Our lab focuses on two major themes – 1) tissue regeneration in axolotl and 2) next-generation methodologies 

  • Tissue regeneration in axolotl – Axolotls are the premier model to study tissue regeneration and rightly so because they can regenerate many different body parts. They can regenerate their legs, tail, and many different internal organs such as the heart, liver, lung, kidney, spinal cord, and even brain. Our lab is interested in, if they can, why can’t we? Further, they do so without fibrotic scars. Contrary, mammals are poor at tissue regeneration. Instead, injury in mammals lead to fibrosis. It is our hope that by studying mechanisms of tissue regeneration, one day we will be able to solve the problem of fibrosis.

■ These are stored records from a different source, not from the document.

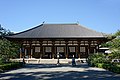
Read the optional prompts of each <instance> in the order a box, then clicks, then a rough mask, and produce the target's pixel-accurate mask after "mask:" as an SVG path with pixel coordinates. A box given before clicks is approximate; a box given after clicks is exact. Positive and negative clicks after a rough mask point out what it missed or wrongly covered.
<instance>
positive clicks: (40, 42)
mask: <svg viewBox="0 0 120 80" xmlns="http://www.w3.org/2000/svg"><path fill="white" fill-rule="evenodd" d="M42 54H43V46H42V41H41V42H40V59H41V58H42Z"/></svg>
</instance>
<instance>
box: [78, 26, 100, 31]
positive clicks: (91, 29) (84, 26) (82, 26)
mask: <svg viewBox="0 0 120 80" xmlns="http://www.w3.org/2000/svg"><path fill="white" fill-rule="evenodd" d="M78 25H79V26H81V27H83V28H85V29H88V30H91V31H94V32H97V33H102V32H98V31H96V30H93V29H91V28H88V27H86V26H84V25H81V24H78Z"/></svg>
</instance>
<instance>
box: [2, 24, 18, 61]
mask: <svg viewBox="0 0 120 80" xmlns="http://www.w3.org/2000/svg"><path fill="white" fill-rule="evenodd" d="M11 34H13V33H12V32H10V31H9V30H6V29H4V28H3V27H1V26H0V36H1V37H2V38H1V39H0V62H6V61H9V59H10V58H14V57H16V56H17V53H18V50H19V45H18V44H16V43H13V42H10V41H8V40H7V39H5V38H4V36H7V35H11Z"/></svg>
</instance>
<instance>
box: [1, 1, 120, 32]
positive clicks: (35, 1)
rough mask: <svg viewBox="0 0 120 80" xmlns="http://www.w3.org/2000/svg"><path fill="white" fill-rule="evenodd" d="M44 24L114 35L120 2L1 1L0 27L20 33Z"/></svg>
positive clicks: (118, 26)
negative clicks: (80, 29) (69, 24)
mask: <svg viewBox="0 0 120 80" xmlns="http://www.w3.org/2000/svg"><path fill="white" fill-rule="evenodd" d="M44 21H45V23H46V24H47V23H51V24H54V23H79V24H80V25H83V26H85V27H87V28H89V29H93V30H95V31H98V32H103V33H108V34H110V33H115V32H116V31H117V30H118V29H120V0H0V24H1V25H2V27H4V28H5V29H9V30H10V31H12V32H21V31H24V30H27V29H30V28H33V27H35V26H37V25H40V24H42V22H44Z"/></svg>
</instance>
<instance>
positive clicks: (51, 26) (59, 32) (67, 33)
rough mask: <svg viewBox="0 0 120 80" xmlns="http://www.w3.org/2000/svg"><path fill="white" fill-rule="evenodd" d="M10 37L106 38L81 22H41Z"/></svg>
mask: <svg viewBox="0 0 120 80" xmlns="http://www.w3.org/2000/svg"><path fill="white" fill-rule="evenodd" d="M7 37H9V38H104V36H103V34H102V33H100V32H96V31H94V30H91V29H88V28H86V27H83V26H81V25H79V24H41V25H39V26H37V27H34V28H32V29H29V30H26V31H23V32H20V33H17V34H14V35H12V36H7Z"/></svg>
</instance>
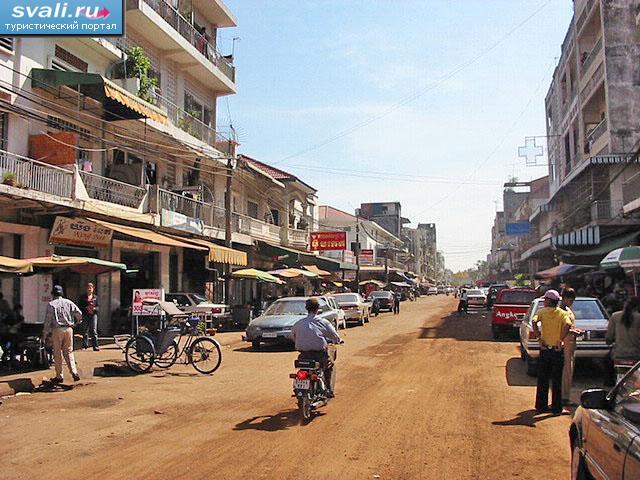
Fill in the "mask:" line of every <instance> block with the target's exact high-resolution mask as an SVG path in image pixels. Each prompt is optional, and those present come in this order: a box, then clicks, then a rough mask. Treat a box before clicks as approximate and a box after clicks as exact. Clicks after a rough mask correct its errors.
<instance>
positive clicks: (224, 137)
mask: <svg viewBox="0 0 640 480" xmlns="http://www.w3.org/2000/svg"><path fill="white" fill-rule="evenodd" d="M126 7H127V15H126V30H127V34H126V36H125V37H122V38H113V39H105V38H100V39H98V38H85V37H82V38H78V37H75V38H73V37H42V38H24V37H23V38H2V39H0V176H2V181H1V182H0V206H1V209H0V254H4V255H8V256H13V257H22V258H27V257H37V256H43V255H50V254H60V255H78V256H84V257H87V256H89V257H97V258H101V259H106V260H111V261H115V262H122V263H125V264H126V265H127V270H126V272H115V273H110V274H103V275H99V276H97V278H96V276H95V275H89V274H77V273H74V272H69V271H65V272H60V273H55V274H54V275H53V276H48V275H37V276H33V277H29V278H24V279H21V280H16V281H14V280H13V279H3V280H0V282H1V283H0V286H1V288H2V291H3V292H4V294H5V296H6V297H7V298H10V299H12V300H13V301H14V302H16V303H21V304H23V305H24V312H25V318H26V319H27V321H31V322H37V321H41V320H42V318H43V311H44V308H45V306H46V300H47V295H48V290H49V289H50V286H51V283H52V282H59V283H62V284H63V285H64V286H65V288H66V291H67V294H68V295H69V296H70V297H71V298H77V296H78V295H79V294H80V293H81V291H82V290H83V289H84V284H85V282H87V281H94V282H96V283H97V291H98V294H99V298H100V302H101V305H102V306H103V308H102V309H101V311H100V319H99V324H100V330H101V331H102V332H105V331H108V330H109V329H110V324H111V322H110V320H111V318H110V316H111V313H112V312H114V311H116V310H122V311H125V312H126V308H127V307H128V306H129V305H130V304H131V295H132V291H133V290H134V289H138V288H159V287H163V288H165V290H167V291H176V290H191V291H193V290H195V291H199V292H202V293H204V291H205V290H206V291H207V292H208V293H209V294H211V295H215V296H216V297H217V298H220V297H221V292H220V288H219V285H220V284H221V283H220V282H218V281H217V277H216V273H215V272H216V271H217V272H222V271H223V270H225V269H228V268H230V266H231V265H238V266H242V265H246V264H247V261H248V258H249V259H250V260H251V259H254V258H258V257H259V256H260V253H259V251H260V248H259V247H260V242H265V243H267V244H272V245H276V246H278V247H281V246H284V247H286V248H290V247H298V248H300V249H301V251H304V250H306V245H307V238H306V235H307V230H308V229H310V228H313V224H314V222H315V220H314V219H315V218H316V217H315V214H316V208H315V203H314V202H315V200H314V199H315V189H313V188H312V187H310V186H308V185H306V184H304V182H301V181H300V180H299V179H297V177H294V176H292V175H289V174H287V173H286V172H283V171H280V170H276V169H270V168H268V167H267V166H265V165H264V164H262V163H260V162H258V161H255V160H253V159H250V158H248V157H240V159H238V158H237V156H236V153H235V149H236V144H235V142H234V141H233V136H232V135H225V133H229V134H230V132H221V130H220V129H218V128H217V127H216V102H217V99H218V98H220V97H221V96H225V95H231V94H234V93H235V91H236V74H235V67H234V66H233V58H231V57H230V56H228V55H226V56H225V55H222V54H221V53H219V51H218V49H217V41H216V40H217V32H218V29H220V28H225V27H233V26H235V24H236V19H235V18H234V16H233V14H232V13H231V12H230V11H229V9H228V8H227V7H226V6H225V5H224V3H223V2H222V0H211V1H208V2H204V1H199V0H198V1H197V0H128V1H127V2H126ZM229 178H231V181H230V182H228V179H229ZM229 184H230V189H229ZM229 190H230V191H229ZM226 204H229V207H230V208H228V209H227V208H225V205H226ZM61 225H62V226H61ZM54 226H56V227H58V228H59V229H61V230H60V231H56V232H52V228H53V227H54ZM63 227H64V228H63ZM228 227H230V228H228ZM65 228H66V229H67V230H66V231H67V233H65V234H61V233H60V232H61V231H62V230H64V229H65ZM73 228H81V229H83V231H85V232H87V233H86V235H84V237H83V238H82V239H79V238H78V237H77V236H75V237H74V236H73V235H70V234H69V233H68V231H69V229H73ZM54 233H55V235H54ZM229 234H230V235H229ZM222 243H226V244H227V245H229V244H231V245H232V246H233V247H234V249H229V248H224V247H222V246H221V245H220V244H222ZM261 258H264V257H261ZM269 258H270V257H268V259H269ZM267 263H268V262H267ZM271 264H273V262H271ZM264 266H266V267H268V266H269V265H268V264H265V265H264ZM231 293H232V292H231ZM229 299H230V300H233V298H232V295H230V296H229Z"/></svg>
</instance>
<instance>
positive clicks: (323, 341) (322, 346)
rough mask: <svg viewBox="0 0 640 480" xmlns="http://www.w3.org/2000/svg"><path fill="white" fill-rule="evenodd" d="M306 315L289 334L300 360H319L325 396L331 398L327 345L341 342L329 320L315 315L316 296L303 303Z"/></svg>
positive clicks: (332, 368)
mask: <svg viewBox="0 0 640 480" xmlns="http://www.w3.org/2000/svg"><path fill="white" fill-rule="evenodd" d="M305 308H306V310H307V312H308V315H307V316H306V317H304V318H303V319H301V320H298V321H297V322H296V323H295V325H294V326H293V329H292V330H291V335H292V337H293V340H294V341H295V344H296V350H297V351H299V352H300V355H299V356H298V358H299V359H300V360H314V361H316V362H319V363H320V365H321V366H322V369H323V370H324V378H325V388H326V390H327V392H326V393H327V397H328V398H333V396H334V395H333V389H334V385H335V375H334V372H333V370H334V364H333V360H334V359H333V358H330V355H329V352H328V350H327V347H328V346H329V343H343V341H342V339H341V338H340V336H339V335H338V332H336V330H335V328H333V325H331V322H329V321H328V320H325V319H324V318H320V317H318V316H317V313H318V310H319V309H320V304H319V303H318V300H317V299H316V298H310V299H308V300H307V302H306V304H305Z"/></svg>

  • Next-generation methodologies – Our lab firmly believes that we are asking the same biological questions that scientists have been asking for the last 200 years. For example, how does an embryo develop into an organism? or why do some organisms regenerate whereas others don’t? While the questions remain same, methodologies that are used to answer these questions have evolved. Our lab is constantly working to improve and implement next generation methodologies with a hope that these methodologies will help us unravel some of the biggest mysteries of biology.

Research Topics

Limb regeneration

The limb is a complex structure that consists of numerous tissue types such as epidermis, bones, muscles, fibroblasts, nerves, vasculature and immune cells. Upon limb amputation all these cell types coordinate with each other and carry out an extraordinary feat of restoring exactly the lost portion. How do the cells even know where the amputation was made? How do they know when to stop regenerating? How do they form an exact replica with all the proper skeletal elements? These are just some of the questions that keep us busy. 

Tail regeneration

Axolotl is one of the few organisms that can regenerate their primary body axis including spinal cord. During embryonic development, an array of myotomes and vertebrae is formed through a segmentation process called somitogenesis. Upon tail amputation axolotls also recreate new segments, each containing new muscles and vertebrae. However, these segments originate from a mature tissue and in the absence of somites. Using state of the art technologies, we are addressing questions such as; what is the cellular source of the tail blastema and what are the underlying molecular mechanisms of tail regeneration.

Tissue metamorphosis

Axolotls are full of wonders. Although they spend most of their life in neoteny, in the lab they are capable of metamorphosis. A single exposure to L-thyroxine transforms axolotl body – they retract their gills and start breathing with their lungs. During metamorphosis they shed their skin and the emerging skin is more compatible with the terrestrial habitat. They lose their fin and their tail rounds up. Interestingly, they can still display tissue regeneration ability, although there is a small decline in the rate and fidelity. We want to understand the cellular and molecular basis for metamorphosis and its implication on tissue regeneration.

Transgenic methodologies

Genetic manipulations have completely revolutionized biological science. While transgenic methodologies were widely deployed in mice, zebrafish, and drosophila since the 90s, the axolotl lagged behind. We have spent a lot of time refining and improving these methodologies, which now allow us to develop I-SceI transgenesis, CRISPR-mediated knock-in and knockout, tissue-specific fluorescent reporters, and inducible Cre-loxP methodologies in axolotl. While much is accomplished, there is still a lot of scope for improvement. We are continuously working to improve these methods.

Tissue clearing

How wonderful it would be, if we do not have to deal with the opacity of tissues and organs. Just a thought that we can see through regenerating tissue is breathtaking. While nature has made few transparent organisms, most models are non-transparent. However, by understanding the principles of light behaviors and its interaction with various substances/chemicals, we can achieve high level of transparency in fixed tissues. Our lab is constantly investigating these principles and leveraging it to perform whole mount imaging to perform snapshots of regeneration. 

mesoSPIM microscopy

With support from the developers of the mesoSPIM (please see www.mesospim.org for more information), we have built a next-generation mesoSPIM (mesoscale selective plane illumination microscopy) microscope at MDIBL. The funding to build this microscope was generously supported by NIGMSThe mesoSPIM microscope enables imaging of multi-cm scale samples at a subcellular resolution. At the time of its construction, this was the fourth mesoSPIM microscope on the American continent. It was developed in December 2022 and placed under the care of MDIBL-LMF which has made it accessible to other national and international researchers.